All you ’60s purists who got wigged-out at the idea of a Woodstock theme park, brace yourselves: Classic rock is about to get the Hollywood treatment. Barreling down the pipeline are a magic busload of movies about the lives of counterculture-era rock idols. Among the psychedelic tales to come:
· Seems Tom Cruise really does like that old-time rock & roll. The Risky Business air guitarist is developing a biopic of legendary producer Phil Spector, the eccentric genius behind the Ronettes and the Righteous Brothers, among others. Cruise, who’d star as well as produce for Universal, has talked to both his Jerry Maguire director, Cameron Crowe, and the reclusive Spector about the project.
· Yet another Maguire grad — catchphrase king Cuba Gooding Jr. — is negotiating to star in Blaze of Glory, the story of soul man Otis Redding. Scripted by Joe Eszterhas (Showgirls), the film has no studio yet but could begin shooting as early as the fall, says producer Ben Myron. Expect a heartwarming tale of Redding’s friendship with his white manager, Phil Walden. ”It’s as much about black and white…as it is about his musical legacy,” says Eszterhas.

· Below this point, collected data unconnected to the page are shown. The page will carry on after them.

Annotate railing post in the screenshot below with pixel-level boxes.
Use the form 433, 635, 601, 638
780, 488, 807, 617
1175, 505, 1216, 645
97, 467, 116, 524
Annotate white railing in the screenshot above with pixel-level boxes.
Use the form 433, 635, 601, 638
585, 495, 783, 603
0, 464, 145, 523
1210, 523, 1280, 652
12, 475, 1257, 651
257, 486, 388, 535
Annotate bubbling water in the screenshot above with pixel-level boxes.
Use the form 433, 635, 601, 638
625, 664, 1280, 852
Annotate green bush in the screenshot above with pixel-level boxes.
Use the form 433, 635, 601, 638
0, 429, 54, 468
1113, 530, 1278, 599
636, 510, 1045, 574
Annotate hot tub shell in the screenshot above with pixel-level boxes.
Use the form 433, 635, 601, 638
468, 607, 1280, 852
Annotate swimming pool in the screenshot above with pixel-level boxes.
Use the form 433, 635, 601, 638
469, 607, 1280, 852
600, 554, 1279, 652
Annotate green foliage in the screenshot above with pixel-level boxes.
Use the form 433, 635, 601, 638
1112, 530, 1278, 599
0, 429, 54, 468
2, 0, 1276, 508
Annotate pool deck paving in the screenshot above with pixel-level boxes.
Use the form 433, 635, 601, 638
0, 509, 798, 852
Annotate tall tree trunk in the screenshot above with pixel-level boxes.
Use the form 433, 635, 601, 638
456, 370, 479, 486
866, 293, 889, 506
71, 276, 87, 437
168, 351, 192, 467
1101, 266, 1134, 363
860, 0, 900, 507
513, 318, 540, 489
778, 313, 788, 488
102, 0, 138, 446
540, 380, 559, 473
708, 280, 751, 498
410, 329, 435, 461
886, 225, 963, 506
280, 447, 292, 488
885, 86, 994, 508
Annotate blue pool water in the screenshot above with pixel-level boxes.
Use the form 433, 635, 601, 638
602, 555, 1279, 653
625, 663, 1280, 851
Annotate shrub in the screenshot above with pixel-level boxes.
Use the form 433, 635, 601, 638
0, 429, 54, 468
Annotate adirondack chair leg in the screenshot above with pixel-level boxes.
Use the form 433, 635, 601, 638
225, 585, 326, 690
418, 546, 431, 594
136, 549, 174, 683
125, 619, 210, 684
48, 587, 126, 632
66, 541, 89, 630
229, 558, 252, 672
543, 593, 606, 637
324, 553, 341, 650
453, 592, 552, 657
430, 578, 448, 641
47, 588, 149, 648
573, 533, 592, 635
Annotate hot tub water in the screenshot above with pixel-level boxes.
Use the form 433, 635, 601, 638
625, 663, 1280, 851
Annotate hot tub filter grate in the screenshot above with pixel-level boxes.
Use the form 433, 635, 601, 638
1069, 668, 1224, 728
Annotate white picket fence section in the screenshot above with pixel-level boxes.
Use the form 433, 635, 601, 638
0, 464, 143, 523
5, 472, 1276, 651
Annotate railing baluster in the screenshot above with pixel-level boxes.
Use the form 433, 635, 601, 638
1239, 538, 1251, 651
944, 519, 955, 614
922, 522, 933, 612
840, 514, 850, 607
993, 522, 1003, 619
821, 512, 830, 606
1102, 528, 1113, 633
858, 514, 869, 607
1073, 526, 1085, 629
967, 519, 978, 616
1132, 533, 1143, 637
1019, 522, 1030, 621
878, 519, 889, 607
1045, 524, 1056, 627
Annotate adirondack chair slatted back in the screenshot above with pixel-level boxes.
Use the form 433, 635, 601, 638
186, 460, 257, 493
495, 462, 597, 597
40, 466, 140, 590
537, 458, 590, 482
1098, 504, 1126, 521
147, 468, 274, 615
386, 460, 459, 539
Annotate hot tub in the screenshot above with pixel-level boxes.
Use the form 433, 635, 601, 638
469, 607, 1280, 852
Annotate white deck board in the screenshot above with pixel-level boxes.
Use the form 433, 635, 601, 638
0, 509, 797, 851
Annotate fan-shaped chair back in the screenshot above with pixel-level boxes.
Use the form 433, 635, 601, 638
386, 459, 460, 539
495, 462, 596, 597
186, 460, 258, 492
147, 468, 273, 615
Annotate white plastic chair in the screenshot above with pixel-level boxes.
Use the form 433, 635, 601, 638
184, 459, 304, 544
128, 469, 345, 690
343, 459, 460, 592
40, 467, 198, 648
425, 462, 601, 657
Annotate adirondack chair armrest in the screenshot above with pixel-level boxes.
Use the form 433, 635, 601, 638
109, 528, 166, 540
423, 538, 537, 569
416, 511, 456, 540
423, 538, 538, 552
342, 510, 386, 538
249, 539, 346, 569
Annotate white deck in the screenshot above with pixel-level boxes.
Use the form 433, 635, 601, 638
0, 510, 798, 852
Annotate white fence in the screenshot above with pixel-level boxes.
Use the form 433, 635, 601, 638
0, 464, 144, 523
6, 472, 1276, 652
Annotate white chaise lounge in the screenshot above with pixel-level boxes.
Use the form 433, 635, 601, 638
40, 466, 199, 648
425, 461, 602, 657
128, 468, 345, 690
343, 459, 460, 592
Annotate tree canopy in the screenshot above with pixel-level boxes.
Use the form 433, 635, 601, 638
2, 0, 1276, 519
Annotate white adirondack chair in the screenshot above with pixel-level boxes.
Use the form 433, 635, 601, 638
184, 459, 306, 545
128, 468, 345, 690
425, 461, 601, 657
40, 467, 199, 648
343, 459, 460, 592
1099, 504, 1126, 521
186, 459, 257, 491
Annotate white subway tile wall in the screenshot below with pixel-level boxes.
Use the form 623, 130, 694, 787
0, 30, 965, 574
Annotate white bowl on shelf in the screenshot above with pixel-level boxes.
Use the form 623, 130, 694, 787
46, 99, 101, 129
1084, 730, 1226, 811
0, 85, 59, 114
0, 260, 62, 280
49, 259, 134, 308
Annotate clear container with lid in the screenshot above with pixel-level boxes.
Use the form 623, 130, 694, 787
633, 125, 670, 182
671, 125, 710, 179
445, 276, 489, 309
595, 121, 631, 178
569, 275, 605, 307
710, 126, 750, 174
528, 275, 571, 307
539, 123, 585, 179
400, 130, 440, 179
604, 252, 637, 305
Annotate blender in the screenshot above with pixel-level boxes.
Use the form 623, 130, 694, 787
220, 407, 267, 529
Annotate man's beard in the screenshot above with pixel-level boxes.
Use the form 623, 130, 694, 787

· The saga of Jimi Hendrix, who died in 1970, a year after his ”Star Spangled Banner” rocked Woodstock, is being developed by the Hughes Brothers (Dead Presidents). They’ve met with the Hendrix family, who nixed their hopes for an authorized project. ”We’re not ready to get involved in a movie right now, but there will be one down the road,” says Janie Hendrix Wright, sister of the legendary guitarist and president of Experience Hendrix, which ”would have to have complete control” of any family-blessed movie. Though Laurence Fishburne once was interested in playing Jimi, the family’s film would ”star a complete unknown.”
· And get ready for a double dose of Janis Joplin: The gravel-voiced rock priestess is the subject of dueling biopics. Paramount’s unauthorized effort may feature the appropriately gravel-voiced rocker Melissa Etheridge. Meanwhile, TriStar’s version, which has the cooperation of the Joplin estate, will possibly star a lip-synching Lili Taylor. ”It’s the story of a woman who broke the rules,” says Peter Newman, producer of the TriStar film. ”She was a white woman who sang the blues and who slept with people of both sexes. She was the first true rock queen.” Already the inter-project sniping has begun. The TriStar movie ”will be a whitewash,” says a source close to the Paramount flick. ”There’s a lot the family doesn’t want told.” Says Newman, who plans a fall shoot, ”There’s no way we’re treating this with kid gloves.”
Why the ’60s flashback? Industryites say the rock sagas are part of a growing fascination with contemporary history (e.g., The People vs. Larry Flynt). ”Hollywood is absolutely ravenous for stories from real life,” says producer Michael Cieply, who is working on a biopic of country outlaw Merle Haggard. ”When you talk about music stars of the ’60s, you’re talking some amazing stories.”